The 10-minute interview was conducted with Audience Engagement Editor Brittany Schock at the USWA Union Hall in Shelby. Below is the balance of that conversation, which has been edited for brevity and clarity.
Our discussion with Brown touched on a variety of issues — using some of the questions developed by author and reporter Amanda Ripley as a way of cutting through conflict with questions that “complicate the narrative.”
Ripley’s work is aimed at helping reporters and editors dig beneath people’s positions and get to their motivations, to cover conflict more thoughtfully, to “revive complexity in a time of false simplicity.”

Listen: Richland Source interview with Sherrod Brown
Read: A conversation about Brown’s campaign for the U.S. Senate
Richland Source: In this age of misinformation and disinformation, how do you personally decide what information you’re going to trust?
Brown: I come home every weekend — typically we’re out of session Thursday and I come home until Monday night — and I talk to a lot of people. I’ll do round tables and listen to opinions and think through what that means.
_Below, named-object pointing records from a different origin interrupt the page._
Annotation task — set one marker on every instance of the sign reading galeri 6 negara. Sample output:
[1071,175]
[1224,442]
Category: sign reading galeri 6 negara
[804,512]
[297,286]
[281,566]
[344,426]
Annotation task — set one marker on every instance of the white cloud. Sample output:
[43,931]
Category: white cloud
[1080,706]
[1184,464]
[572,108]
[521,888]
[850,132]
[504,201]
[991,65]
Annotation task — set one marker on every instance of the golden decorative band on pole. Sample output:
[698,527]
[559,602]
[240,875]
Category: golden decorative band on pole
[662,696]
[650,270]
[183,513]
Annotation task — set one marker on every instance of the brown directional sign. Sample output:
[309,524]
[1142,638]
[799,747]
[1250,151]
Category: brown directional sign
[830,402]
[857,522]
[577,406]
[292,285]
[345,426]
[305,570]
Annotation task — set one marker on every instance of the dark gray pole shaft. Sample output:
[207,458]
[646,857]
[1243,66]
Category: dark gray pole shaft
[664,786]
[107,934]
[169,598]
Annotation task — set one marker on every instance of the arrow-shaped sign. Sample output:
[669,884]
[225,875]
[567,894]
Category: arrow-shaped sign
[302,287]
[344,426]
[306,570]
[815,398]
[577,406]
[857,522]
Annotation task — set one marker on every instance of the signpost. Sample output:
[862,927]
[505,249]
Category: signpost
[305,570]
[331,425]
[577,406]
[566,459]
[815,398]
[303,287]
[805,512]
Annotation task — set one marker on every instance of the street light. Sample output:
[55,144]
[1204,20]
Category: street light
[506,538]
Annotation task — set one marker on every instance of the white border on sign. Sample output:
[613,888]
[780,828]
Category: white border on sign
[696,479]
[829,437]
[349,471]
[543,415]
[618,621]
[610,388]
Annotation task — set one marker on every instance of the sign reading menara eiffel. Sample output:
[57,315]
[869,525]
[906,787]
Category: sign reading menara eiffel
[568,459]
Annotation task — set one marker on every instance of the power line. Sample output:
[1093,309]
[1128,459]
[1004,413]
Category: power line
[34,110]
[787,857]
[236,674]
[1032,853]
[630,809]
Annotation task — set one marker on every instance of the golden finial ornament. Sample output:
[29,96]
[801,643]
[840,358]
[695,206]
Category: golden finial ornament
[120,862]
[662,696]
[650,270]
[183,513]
I have a staff that I trust both in Ohio and in Washington, and their job is to find out what’s true.
I don’t think it’s that hard to find out what’s factual. I don’t get most of my information from the internet, I get it from trusted sources, real documents, real newspapers. And I don’t think it’s as complicated as your question suggests.
Richland Source: So what I’m hearing you say is it matters to talk to people as opposed to just being online all the time, can you say more about that?
Brown: The way I do my job is when I’m home, I don’t do a lot of town halls where people yell at each other, I do round tables of eight and 10 — it might be a dozen teachers, it might be 15 veterans at the American Legion in Mansfield, it might be me with a bunch of nurses telling me their perspective.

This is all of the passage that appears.